O seu posicionamento firme contra as alterações propostas à lei do trabalho não é apenas uma reação sindical previsível, é um alerta necessário sobre o impacto que essas mudanças podem ter na qualidade do serviço público e na dignidade laboral.
O trabalho na administração local tem especificidades que dificilmente encontram paralelo noutros setores. Os trabalhadores dos municípios, freguesias, serviços municipalizados e empresas locais têm responsabilidades diretas na prestação de serviços essenciais, da recolha de resíduos à manutenção urbana, do fornecimento de água ao socorro prestado, da ação social ao apoio administrativo, da cultura ao ambiente. São estes trabalhadores que garantem que a vida nas cidades e aldeias decorre com normalidade, muitas vezes em condições exigentes e com recursos limitados. Ainda assim, ao longo dos últimos anos, enfrentaram congelamentos salariais, falta de progressão profissional, vínculos precários e um subfinanciamento crónico dos serviços onde exercem funções.
É neste contexto que o STAL se posiciona como uma força mobilizadora e reivindicativa. A sua atuação não se limita a questões laborais estritas, parte de uma visão mais ampla do serviço público local como pilar da coesão social e territorial. Por isso, quando o sindicato critica propostas que fragilizam vínculos, ampliam a possibilidade de despedimentos ou reduzem direitos consolidados, está simultaneamente a defender a continuidade e qualidade dos serviços prestados à população.
As alterações propostas à lei do trabalho, sob o argumento de modernização e flexibilização, levantam várias preocupações legítimas, entre elas, a expansão de regimes contratuais temporários, a facilitação da mobilidade funcional e geográfica sem garantias adequadas, e a introdução de mecanismos que, na prática, podem resultar em maior desproteção para trabalhadores com funções essenciais. Para o STAL, tais mudanças representam um retrocesso. Não por imobilismo, mas porque a experiência demonstra que a “flexibilização” muitas vezes se traduz em fragilização, sobretudo no setor público local onde a estabilidade é crucial.

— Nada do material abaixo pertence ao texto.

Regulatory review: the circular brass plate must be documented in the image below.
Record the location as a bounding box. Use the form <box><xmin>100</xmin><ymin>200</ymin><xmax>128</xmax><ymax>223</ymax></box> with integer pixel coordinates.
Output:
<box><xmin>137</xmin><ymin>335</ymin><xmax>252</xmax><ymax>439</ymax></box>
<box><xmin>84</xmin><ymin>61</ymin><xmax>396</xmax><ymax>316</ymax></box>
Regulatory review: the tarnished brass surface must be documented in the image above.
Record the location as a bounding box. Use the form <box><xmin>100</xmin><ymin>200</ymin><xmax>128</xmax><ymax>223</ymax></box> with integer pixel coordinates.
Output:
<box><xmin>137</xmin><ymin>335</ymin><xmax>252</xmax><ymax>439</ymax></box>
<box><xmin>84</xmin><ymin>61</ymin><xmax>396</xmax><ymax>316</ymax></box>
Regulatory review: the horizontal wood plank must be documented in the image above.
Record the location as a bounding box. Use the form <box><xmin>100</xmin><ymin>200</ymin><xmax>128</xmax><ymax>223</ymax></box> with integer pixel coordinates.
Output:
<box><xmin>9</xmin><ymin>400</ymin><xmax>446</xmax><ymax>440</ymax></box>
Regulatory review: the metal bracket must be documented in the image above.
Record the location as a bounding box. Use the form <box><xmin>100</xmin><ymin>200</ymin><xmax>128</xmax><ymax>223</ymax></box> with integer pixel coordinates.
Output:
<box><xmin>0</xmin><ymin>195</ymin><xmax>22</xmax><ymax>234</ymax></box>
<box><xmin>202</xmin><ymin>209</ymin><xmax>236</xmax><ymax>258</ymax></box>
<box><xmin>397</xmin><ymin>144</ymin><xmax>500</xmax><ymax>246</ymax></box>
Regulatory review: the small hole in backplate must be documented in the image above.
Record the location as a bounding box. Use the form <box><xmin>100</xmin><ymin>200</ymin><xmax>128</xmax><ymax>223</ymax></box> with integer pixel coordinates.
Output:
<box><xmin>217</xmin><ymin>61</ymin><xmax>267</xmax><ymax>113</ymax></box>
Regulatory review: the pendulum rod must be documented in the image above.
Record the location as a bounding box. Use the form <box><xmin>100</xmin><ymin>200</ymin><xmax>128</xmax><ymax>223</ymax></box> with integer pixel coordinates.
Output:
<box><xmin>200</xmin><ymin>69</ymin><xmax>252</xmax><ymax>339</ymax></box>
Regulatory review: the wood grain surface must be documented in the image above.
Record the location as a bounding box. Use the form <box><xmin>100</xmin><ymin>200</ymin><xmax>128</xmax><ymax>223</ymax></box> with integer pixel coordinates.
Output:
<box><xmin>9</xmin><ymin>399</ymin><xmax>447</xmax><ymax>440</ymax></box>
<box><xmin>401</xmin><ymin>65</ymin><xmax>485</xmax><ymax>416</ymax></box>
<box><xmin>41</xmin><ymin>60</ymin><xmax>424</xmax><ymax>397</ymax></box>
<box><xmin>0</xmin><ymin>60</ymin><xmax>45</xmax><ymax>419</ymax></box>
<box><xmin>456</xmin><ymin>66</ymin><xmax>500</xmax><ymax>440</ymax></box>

A posição do sindicato assenta na certeza de que a administração local necessita de valorização profissional, investimento e estabilidade, não de formas encapotadas de precarização. O país enfrenta desafios profundos, alterações climáticas, aumento das desigualdades, envelhecimento populacional, que exigem serviços públicos robustos e trabalhadores motivados. Sem condições de trabalho dignas, sem carreiras valorizadas e sem vínculos sólidos, não há capacidade de resposta eficaz.
A crítica do STAL às propostas legislativas inclui também uma dimensão democrática. O sindicato defende que qualquer processo de revisão da lei laboral deve ser amplamente discutido, ouvindo não só empregadores e o governo, mas também os trabalhadores e as suas organizações representativas. Uma legislação que regula direitos fundamentais não deve ser imposta de forma apressada ou unidirecional. A participação sindical é um elemento essencial para garantir equilíbrio e justiça.
Assim, a posição do STAL revela um compromisso de longo prazo com os trabalhadores da administração local e com a defesa do interesse público. O sindicato cumpre o seu papel ao resistir a medidas que, sob o pretexto da eficiência, possam erodir conquistas históricas. Num tempo em que os serviços públicos enfrentam pressões crescentes, a voz do STAL lembra-nos que não se constrói um país mais justo enfraquecendo quem o sustenta diariamente.